In the train going to Manchester [Monday] 10th July.

Clarendon Court Hotel
Maida Vale
London W9

Dearest Mama,
Here we are in a very fast train – electric- & if my writing was poor before it will be much worse now! Charlie & I are just back from tea, which was most welcome as we were panting – & Cec & Lindy have now gone.
The weather is heavenly – hot & not a cloud in the sky & has been getting better & better ever since we arrived on Saturday. The trip over was uneventful but uncomfortable. The seats are so cramped now, even though it was a 1st class flight & if I was crowded you can imagine how poor Cec felt! We left at 11:35 p.m. & then were given drinks, then dinner with champagne & afterwards coffee with liquers, but the drinks lost a bit little of their glamour by being served in plastic glasses! (mug type!) After dinner we settled down to snooze, but the sun began to rise at 2 a.m. & before long they served us breakfast! Charlie didn’t do badly – he slept about 2 hours, but Lindy didn’t manage any & Cec & I about 1/2 to 3/4 hr. each! At one point we flew at 739 m.p.h.- the fastest the pilot had ever flown he said. It took us about 6 hrs. or so to fly over, but with time change, plus summer time etc. it was 10:30 a.m. in England when we arrived. It was cloudy over England, but we saw parts of Ireland going over. We got the Airport Bus, then taxi & arrived at the Hotel about noon to find flowers plus a note from Jen & a letter from Nan.
After settling we had a late lunch & then a nap & afterwards rode on top of a bus to Marble Arch! We had dinner in the Hotel & then Jessie & Norman & their boy David (13) came over & we had a drink & long chat together.
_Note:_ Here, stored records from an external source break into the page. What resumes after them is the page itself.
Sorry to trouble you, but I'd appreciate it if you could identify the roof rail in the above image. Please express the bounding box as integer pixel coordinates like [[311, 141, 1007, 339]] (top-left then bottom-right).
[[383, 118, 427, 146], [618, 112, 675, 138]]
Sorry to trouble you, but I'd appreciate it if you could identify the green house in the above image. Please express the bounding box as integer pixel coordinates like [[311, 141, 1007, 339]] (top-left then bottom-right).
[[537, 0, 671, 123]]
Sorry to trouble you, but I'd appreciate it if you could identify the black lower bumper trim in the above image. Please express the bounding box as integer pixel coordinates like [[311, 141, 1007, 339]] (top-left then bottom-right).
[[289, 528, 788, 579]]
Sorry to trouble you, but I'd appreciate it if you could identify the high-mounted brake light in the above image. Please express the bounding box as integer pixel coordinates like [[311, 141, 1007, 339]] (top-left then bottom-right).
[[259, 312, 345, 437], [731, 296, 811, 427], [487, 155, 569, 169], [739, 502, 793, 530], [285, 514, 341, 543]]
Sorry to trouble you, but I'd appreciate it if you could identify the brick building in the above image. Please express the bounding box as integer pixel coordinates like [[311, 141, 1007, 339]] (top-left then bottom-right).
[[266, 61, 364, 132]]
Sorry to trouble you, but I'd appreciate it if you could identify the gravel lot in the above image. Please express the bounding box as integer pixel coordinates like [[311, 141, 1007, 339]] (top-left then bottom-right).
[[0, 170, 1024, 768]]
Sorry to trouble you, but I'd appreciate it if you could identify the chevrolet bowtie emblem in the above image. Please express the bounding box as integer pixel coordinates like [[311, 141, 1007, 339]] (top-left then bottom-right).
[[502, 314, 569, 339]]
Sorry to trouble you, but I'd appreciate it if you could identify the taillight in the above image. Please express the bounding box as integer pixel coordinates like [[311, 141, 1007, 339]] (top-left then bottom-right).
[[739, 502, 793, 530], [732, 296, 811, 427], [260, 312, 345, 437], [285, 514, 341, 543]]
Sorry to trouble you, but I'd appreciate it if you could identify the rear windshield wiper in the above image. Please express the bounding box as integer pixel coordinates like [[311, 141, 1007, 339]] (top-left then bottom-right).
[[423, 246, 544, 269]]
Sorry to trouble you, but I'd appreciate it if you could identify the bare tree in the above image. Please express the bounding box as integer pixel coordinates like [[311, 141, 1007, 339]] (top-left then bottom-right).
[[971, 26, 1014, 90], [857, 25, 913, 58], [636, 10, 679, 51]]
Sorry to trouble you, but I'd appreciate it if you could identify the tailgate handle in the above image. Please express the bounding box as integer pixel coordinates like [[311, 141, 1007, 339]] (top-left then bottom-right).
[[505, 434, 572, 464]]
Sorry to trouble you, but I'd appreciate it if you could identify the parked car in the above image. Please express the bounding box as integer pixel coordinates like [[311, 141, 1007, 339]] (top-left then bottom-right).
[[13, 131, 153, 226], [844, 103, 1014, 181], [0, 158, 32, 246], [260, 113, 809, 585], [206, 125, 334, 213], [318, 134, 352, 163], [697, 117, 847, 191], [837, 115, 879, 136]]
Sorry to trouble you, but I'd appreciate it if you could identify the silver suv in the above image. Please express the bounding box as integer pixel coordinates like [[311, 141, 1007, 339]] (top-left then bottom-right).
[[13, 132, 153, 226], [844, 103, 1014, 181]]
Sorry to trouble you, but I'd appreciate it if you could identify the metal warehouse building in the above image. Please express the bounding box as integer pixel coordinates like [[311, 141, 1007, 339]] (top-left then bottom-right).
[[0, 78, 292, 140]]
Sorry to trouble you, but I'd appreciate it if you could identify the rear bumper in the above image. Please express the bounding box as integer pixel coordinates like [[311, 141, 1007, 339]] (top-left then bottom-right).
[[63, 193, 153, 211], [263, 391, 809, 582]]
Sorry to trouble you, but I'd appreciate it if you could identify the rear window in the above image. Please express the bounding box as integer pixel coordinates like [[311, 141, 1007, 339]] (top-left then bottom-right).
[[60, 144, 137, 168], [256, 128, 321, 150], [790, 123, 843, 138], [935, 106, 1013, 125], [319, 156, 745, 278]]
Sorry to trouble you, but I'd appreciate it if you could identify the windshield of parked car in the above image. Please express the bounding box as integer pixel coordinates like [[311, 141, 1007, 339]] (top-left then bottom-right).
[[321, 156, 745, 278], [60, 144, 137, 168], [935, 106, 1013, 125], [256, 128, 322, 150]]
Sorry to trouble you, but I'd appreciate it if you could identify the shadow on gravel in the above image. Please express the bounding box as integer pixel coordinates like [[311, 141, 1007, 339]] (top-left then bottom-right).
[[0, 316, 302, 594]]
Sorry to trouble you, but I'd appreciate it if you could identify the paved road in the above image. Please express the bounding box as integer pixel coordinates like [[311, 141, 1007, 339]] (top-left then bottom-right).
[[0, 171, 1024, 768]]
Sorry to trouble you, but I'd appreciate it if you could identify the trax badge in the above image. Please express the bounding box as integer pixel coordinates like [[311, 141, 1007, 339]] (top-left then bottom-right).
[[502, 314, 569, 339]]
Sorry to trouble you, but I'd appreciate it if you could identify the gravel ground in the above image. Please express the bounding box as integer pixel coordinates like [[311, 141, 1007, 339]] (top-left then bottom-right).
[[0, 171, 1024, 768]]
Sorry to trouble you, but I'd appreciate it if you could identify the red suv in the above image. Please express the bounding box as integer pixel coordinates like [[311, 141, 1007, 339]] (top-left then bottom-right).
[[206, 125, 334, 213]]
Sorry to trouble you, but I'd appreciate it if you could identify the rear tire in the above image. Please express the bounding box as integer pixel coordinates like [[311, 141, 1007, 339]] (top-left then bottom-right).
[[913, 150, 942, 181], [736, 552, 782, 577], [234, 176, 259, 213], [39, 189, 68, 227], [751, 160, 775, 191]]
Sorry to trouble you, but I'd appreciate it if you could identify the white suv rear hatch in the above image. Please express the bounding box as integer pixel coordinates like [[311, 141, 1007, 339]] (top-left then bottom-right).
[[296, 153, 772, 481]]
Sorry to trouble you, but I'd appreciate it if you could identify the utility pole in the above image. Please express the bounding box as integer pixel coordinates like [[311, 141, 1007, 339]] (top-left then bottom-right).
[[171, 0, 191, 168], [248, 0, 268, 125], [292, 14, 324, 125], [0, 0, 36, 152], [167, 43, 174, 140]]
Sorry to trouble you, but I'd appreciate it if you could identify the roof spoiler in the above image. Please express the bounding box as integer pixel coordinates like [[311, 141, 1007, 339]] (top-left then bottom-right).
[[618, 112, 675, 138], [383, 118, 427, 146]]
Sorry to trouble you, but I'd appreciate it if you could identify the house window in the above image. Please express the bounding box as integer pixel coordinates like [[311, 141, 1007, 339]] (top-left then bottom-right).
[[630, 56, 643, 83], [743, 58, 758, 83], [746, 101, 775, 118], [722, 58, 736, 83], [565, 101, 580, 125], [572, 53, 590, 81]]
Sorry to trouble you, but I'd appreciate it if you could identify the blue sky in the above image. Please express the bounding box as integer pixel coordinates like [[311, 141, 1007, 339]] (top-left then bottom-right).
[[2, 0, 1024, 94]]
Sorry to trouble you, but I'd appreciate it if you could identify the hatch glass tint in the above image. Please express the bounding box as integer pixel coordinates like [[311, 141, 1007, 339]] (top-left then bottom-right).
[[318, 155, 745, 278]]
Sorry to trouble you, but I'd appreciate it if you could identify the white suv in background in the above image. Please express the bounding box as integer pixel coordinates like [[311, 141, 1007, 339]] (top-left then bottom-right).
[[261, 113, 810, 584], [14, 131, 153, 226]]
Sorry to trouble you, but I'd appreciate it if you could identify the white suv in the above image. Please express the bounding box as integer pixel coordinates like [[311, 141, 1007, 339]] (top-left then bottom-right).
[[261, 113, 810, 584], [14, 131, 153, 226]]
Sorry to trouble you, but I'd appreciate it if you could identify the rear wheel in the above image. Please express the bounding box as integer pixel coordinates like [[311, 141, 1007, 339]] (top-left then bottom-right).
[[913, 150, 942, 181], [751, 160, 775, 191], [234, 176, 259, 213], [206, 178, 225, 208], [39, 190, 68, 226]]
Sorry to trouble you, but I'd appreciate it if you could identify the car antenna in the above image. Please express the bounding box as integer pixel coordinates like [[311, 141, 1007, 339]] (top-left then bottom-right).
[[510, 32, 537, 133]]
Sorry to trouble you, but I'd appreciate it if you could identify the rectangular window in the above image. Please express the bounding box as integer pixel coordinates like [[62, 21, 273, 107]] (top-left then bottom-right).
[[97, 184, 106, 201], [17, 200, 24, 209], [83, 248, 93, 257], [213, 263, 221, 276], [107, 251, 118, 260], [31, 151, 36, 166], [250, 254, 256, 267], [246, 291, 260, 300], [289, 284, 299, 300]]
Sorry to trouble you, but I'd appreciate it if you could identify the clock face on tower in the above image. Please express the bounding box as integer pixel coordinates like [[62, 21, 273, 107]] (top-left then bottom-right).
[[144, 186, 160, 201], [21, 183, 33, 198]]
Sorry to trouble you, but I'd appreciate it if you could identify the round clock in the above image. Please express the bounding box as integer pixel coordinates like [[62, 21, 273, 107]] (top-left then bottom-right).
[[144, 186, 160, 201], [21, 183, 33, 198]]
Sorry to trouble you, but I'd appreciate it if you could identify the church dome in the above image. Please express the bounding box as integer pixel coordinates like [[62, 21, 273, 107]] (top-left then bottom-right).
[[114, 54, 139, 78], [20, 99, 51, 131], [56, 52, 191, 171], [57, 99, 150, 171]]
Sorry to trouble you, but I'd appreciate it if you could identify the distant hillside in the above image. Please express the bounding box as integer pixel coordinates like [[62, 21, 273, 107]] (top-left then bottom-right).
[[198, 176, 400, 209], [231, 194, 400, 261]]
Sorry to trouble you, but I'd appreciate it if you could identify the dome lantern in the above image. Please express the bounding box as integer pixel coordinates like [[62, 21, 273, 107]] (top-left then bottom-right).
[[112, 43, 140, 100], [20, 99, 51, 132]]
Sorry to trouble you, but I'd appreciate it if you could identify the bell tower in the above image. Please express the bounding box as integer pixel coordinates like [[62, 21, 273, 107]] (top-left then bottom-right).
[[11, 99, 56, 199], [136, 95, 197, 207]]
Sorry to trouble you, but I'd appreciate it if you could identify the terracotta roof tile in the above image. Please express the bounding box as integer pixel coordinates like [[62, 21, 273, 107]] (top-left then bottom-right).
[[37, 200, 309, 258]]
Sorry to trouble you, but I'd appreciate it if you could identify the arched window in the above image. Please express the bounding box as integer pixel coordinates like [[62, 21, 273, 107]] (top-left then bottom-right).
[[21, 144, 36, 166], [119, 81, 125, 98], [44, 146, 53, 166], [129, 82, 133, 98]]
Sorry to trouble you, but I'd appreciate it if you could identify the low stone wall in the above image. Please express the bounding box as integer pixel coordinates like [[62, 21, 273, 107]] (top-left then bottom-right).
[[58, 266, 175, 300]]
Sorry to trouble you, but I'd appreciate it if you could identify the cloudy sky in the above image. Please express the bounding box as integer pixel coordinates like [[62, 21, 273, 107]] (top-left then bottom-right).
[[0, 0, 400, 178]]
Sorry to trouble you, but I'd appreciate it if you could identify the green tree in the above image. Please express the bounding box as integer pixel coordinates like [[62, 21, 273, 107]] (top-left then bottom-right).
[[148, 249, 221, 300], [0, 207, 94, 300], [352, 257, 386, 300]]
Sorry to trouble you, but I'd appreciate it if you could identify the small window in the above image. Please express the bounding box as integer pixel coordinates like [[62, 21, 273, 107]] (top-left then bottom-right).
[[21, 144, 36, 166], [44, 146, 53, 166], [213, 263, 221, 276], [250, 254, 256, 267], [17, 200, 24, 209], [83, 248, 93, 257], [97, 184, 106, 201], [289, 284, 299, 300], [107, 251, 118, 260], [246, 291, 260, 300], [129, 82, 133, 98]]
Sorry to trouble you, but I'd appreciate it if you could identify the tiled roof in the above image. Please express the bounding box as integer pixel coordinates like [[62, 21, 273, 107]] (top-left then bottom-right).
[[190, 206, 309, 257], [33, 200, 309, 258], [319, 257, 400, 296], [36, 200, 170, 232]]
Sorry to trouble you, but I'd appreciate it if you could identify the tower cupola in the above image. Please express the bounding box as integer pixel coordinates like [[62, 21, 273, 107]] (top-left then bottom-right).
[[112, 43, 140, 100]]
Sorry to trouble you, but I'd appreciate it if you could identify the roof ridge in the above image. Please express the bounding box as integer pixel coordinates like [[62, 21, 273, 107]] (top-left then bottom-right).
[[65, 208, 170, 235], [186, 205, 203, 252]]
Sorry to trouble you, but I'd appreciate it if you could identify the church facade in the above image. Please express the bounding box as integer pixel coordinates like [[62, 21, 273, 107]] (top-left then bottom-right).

I also phoned Mary Ewing & Agnes Herzberg who is in London now.
Yesterday morning L. & C. & I went to Matins at St. Paul’s Cathedral & sat right under the dome! Then we met Cec at Marble Arch & had lunch & went to Madame Tussaud’s. It was really quite fun & Charlie & I even went to the Ch. of Horrors which has been cleaned up since my day & has no blood – just murderers!
We went back to the hotel & changed & went to Jessie & Norman’s for tea & met Sandra. Zinnia’s children had chicken pox, so she came over later by herself. Both girls are v. nice looking (David too) but Sandra is the cute, vivacious one – Cec thinks Z. is a dumb blonde! We all had a lovely time & stayed till midnight – had cold ham & chicken salad & strawberries & shrimp & asparagus snacks!! Charlie & David had great fun & L. & C. decided the Aldridges were lovely!
Must stop as this train is too wobbly. Much love from us all to you all – Cyn.

At Nan’s. Wed. 12th July.

Now we are at Nan’s & L. & I are keeping out of the way while Sandy & Barbara get ready & pack, as they are both going off with school groups this noon. Sandy to walk 240 miles down the Pennines (in 2 weeks) & Barbara to a Youth Hostel near Carlisle. They are both big – red hair of course & S. looks like his father & Barbara more like Nan at 13. Sandy is 18 next month & is v. good looking & a nice boy – amusing & bright – Barbara is quieter.
Nan, as you said, is awfully like her mother now – & in fact Jessie is too & they say I am like you, so we are all growing like our mothers! Nan & Dick (who is v. kind) have a nice house & the FLOWERS! It is apparently a wonderful year for roses & they are just gorgeous – every shade & every colour & kind & Nan has the hugest Peace rose in a vase on the mantelpiece. The country around is lovely & everywhere we go are these heavenly roses in all the gardens.
Cec picks up our car this afternoon & tomorrow morning we set off for N. Wales & Bangor. The weather is being wonderful – warm & mostly sunny. It is dull this morning but yesterday was the same & it got sunny by noon.
Must stop now. Love to the Otway families from us all & lots to you –
Cyn.

Expo 67

The thing about Expo was the stunning architecture. Now all that I remember is Buckminster Fuller’s geodesic dome that was the United States’ Pavilion (that I’m pretty sure we did not go in, since we skipped anything with a long lineup) because of its connection with Harry Kroto’s Carbon 60 Nobel Prize, but it was not the only flashy, unusual, or frankly weird building- they were all like that, trying hard and amazing. Inside they were educational marketing pitches for their country/province/state/nation/organization/or theme: 90 in all, and they had merchandise too of course, restaurants, and shows leaning heavily on exciting technology.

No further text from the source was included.